I’m very proud to be part of the collaborative project that produced this new article in the Journal of Cultural Analytics where we outline the process we used to visually detect footnotes in 32 million page images. (Full disclosure: I am the editor and to avoid conflict of interest all pieces with my name on them are  double-blind peer-reviewed and the acceptance/rejection process is handled by a separate editor.) The results are part of a multi-year study of visual practices of scientific communication called “The Visibility of Knowledge.” Footnotes are one of four primary practices we are studying that include tables, diagrams, and illustrations.

The aim of the project is to use emerging techniques in document image analysis to study large-scale historical practices. In our case, this means developing techniques to detect particular visual features across large heterogenous text collections. We have begun with ECCO because it is one of the most widely used historical databases in the field.
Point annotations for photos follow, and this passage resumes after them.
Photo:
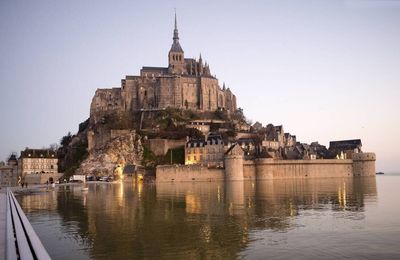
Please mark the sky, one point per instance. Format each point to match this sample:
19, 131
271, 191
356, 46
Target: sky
325, 70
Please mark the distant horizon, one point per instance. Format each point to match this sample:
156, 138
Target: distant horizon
325, 71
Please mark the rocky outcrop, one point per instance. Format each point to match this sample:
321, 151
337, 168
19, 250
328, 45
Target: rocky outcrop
122, 150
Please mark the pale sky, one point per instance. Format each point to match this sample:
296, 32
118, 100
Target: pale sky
326, 70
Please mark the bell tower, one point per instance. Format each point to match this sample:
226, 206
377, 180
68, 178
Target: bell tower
176, 58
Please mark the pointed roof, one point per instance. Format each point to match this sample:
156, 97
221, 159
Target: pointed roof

It also coincides with the period when scholars believe these kinds of visual scientific practices began to be implemented with wider frequency.

Our second data set is a collection of proceedings of national academy of sciences from five different European countries, from the 17th century to the early 20th.

Our goals for this first paper are twofold:

a) to point to the inter-disciplinary undertaking that involves researchers at McGill, ETS, and the University of Virginia, and

b) to release metadata related to our feature of interest.

Users of ECCO can now subset documents by the percentage of footnoted pages or download a table of all footnoted pages within ECCO and inspect them.

Our next step is to parse ECCO more finely in terms of genre. It is a very heterogeneous text collection and understanding the genre divisions within the corpus will allow us more fine-grained understanding of these typographical practices. Coming soon.